Die erste Antwort des Service war allerdings ernüchternd. Ich sollte doch nochmal die Verpackung durchsuchen die Schrauben würden sich gerne „verstecken“. Da bin ich natürlich selber drauf gekommen und hab die ganzen Styroporteile und kleinen Plastikbeutelchen schon vor dem Aufbau genauer durchsucht. Hier wäre übrigens der erste Verbesserungsvorschlag: klebt die Schrauben doch einfach mit etwas Klebeband an den Standfüßen fest, dann können sie sich auch nicht „verstecken“. Das Problem scheint ja häufiger aufzutreten.

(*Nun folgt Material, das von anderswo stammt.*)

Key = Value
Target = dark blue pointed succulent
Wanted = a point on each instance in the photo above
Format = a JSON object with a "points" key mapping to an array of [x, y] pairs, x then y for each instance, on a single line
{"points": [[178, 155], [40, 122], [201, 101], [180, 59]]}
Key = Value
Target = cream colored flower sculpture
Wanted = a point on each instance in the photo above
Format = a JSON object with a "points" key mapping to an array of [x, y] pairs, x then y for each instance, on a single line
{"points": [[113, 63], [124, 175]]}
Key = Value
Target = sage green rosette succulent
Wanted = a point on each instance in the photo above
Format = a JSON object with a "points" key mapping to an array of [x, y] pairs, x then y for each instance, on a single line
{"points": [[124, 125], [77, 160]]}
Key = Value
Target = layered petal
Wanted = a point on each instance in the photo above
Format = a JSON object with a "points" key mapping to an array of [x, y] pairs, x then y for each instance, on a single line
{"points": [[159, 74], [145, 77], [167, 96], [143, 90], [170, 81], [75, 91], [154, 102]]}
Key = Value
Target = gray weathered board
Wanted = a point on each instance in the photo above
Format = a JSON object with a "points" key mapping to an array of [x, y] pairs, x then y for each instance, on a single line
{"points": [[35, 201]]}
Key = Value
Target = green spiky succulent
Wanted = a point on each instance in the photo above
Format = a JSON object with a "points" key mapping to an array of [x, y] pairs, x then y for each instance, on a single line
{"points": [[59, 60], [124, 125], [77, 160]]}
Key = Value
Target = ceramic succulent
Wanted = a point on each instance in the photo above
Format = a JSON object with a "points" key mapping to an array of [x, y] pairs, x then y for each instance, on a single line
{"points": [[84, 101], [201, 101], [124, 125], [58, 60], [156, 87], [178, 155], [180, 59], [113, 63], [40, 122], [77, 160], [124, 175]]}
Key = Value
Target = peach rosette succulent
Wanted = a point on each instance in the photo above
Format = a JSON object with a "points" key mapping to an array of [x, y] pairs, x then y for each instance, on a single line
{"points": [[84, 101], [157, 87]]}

Zurück zum Thema… Über die erste Antwort habe ich mich schon etwas geärgert. So viel vertrauen sollte man dem Kunden schon entgegen bringen, dass er mal in den Karton geguckt hat. Trotzdem habe ich mir am Wochenende die Verpackung, die ich noch nicht entsorgt hatte, noch einmal sehr gründlich vorgenommen. Wie erwartet sind auch dabei die Schrauben nicht aufgetaucht.

Also am Montag direkt wieder an den Service gewandt, dass ich der Aufforderung nach gekommen bin und die Verpackung noch einmal gründlich durchsucht hab und keine Schrauben finden konnte. Ob man mir nicht jetzt einfach die zwei Schräubchen zuschicken könnte. In der Hoffnung sonst nichts mehr zu hören, sondern in den nächsten Tagen einen gepolsterten Briefumschlag mit zwei Schrauben zu erhalten habe ich die E-Mail abgeschickt. Heute erreicht mich dann die E-Mail des Service mit folgender Mitteilung:

Diese Schrauben haben wir einzeln leider nicht lagernd. Daher werden wir Ihnen ein komplett neues Systempaket, aus welchem Sie dann bitte einfach die Schrauben entnehmen.

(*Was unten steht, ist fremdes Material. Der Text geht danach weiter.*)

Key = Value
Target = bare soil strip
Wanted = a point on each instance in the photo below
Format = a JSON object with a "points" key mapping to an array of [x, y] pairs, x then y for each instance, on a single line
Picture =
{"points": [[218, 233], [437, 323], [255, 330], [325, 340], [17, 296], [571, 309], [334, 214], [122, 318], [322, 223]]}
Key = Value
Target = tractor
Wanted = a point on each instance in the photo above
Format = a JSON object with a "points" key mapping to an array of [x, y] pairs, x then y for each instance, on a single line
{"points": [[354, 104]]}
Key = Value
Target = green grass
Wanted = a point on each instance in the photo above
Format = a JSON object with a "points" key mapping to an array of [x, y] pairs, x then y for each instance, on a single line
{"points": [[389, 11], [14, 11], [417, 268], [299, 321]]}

Senden Sie bitte das von uns geschickte Set mit einer Fehlerbeschreibung an uns zurück.
Hierfür erhalten Sie mit separater E-Mail einen Link, mit dem Sie die Ware kostenfrei von DHL
abholen lassen können.

Das hört sich ziemlich merkwürdig an. Ich bekomme also, weil die Schrauben nicht einzeln lagern, ein komplettes Boxenset geschickt, soll das um die Schrauben erleichtern und das ganze wieder zurück schicken? Wird das so „verstümmelte“ Boxenset dann vernichtet?

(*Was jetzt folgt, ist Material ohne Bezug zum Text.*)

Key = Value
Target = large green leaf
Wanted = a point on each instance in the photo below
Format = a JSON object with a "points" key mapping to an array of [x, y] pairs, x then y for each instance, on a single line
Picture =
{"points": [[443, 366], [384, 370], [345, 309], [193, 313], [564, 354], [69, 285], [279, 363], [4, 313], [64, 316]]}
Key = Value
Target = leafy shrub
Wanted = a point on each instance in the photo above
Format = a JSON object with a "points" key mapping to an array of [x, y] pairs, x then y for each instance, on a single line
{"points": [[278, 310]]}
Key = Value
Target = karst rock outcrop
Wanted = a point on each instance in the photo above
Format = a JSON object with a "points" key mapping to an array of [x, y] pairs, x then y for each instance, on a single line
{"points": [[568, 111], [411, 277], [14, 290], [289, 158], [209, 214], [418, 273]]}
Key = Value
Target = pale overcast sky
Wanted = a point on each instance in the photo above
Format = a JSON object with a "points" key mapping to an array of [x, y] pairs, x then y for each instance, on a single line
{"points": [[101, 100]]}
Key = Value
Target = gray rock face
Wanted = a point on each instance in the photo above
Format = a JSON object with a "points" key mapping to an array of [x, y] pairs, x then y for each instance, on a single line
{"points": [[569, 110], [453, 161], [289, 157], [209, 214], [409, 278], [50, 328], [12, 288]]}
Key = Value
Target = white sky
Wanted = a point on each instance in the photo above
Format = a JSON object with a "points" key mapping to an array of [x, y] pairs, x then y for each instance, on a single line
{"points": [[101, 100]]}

Ich muss leider sagen, dass ich den Service von Teufel in dem Fall nicht besonders gut finde. Davon einmal abgesehen, dass es um ein vielfaches nerviger ist ein großes Paket zu empfangen und wieder zurück zu schicken als einen Briefumschlag aus dem Briefkasten zu fischen, entpuppt sich die Firma  hier als äußert unflexibel. Klar, die Antworten kamen schnell und man nimmt auch einiges an Kosten auf sich um mir ein Boxenset zu schicken nur um Schrauben nachzuliefern… aber mal ehrlich… ich kaufe seit 15 Jahren fast alles was mit Technik zu tun hat im Versandhandel ein und es kommt immer wieder vor, dass Kleinteile fehlen (insbesondere seitdem man 14 Tage lang alles „angucken“ und dann zurück schicken kann). Bisher war es für kein Unternehmen ein Problem Kleinteile einfach nachzuschicken.

Auch Teufel wird natürlich die Schrauben irgendwo aufbewahren (um nicht zu sagen „lagern“ ;)) und dann einfach zwei davon in das „verstümmelte“ Boxenset legen und dieses wieder verkaufen. Aber was nicht vorgesehen ist (also einfach mal Schrauben zu verschicken), geht natürlich auch nicht. Da könnte ja jeder kommen. Hier merkt man ganz klar, dass man mit einem deutschen Traditionsunternehmen zu tun hat :). Interessanterweise führt diese Einsicht dazu, dass ich bei genauerem Hinsehen den Service von Teufel doch als hervorragend einstufen muss. Denn es ist natürlich nicht die Schuld der Leute im Service, dass der Rest des Unternehmens so unflexibel ist und die „Prozesse“ so sind, wie sie sind. Insofern Hut ab, dass die Leute dort immer noch so motiviert sind und kreative Lösungsansätze entwickeln.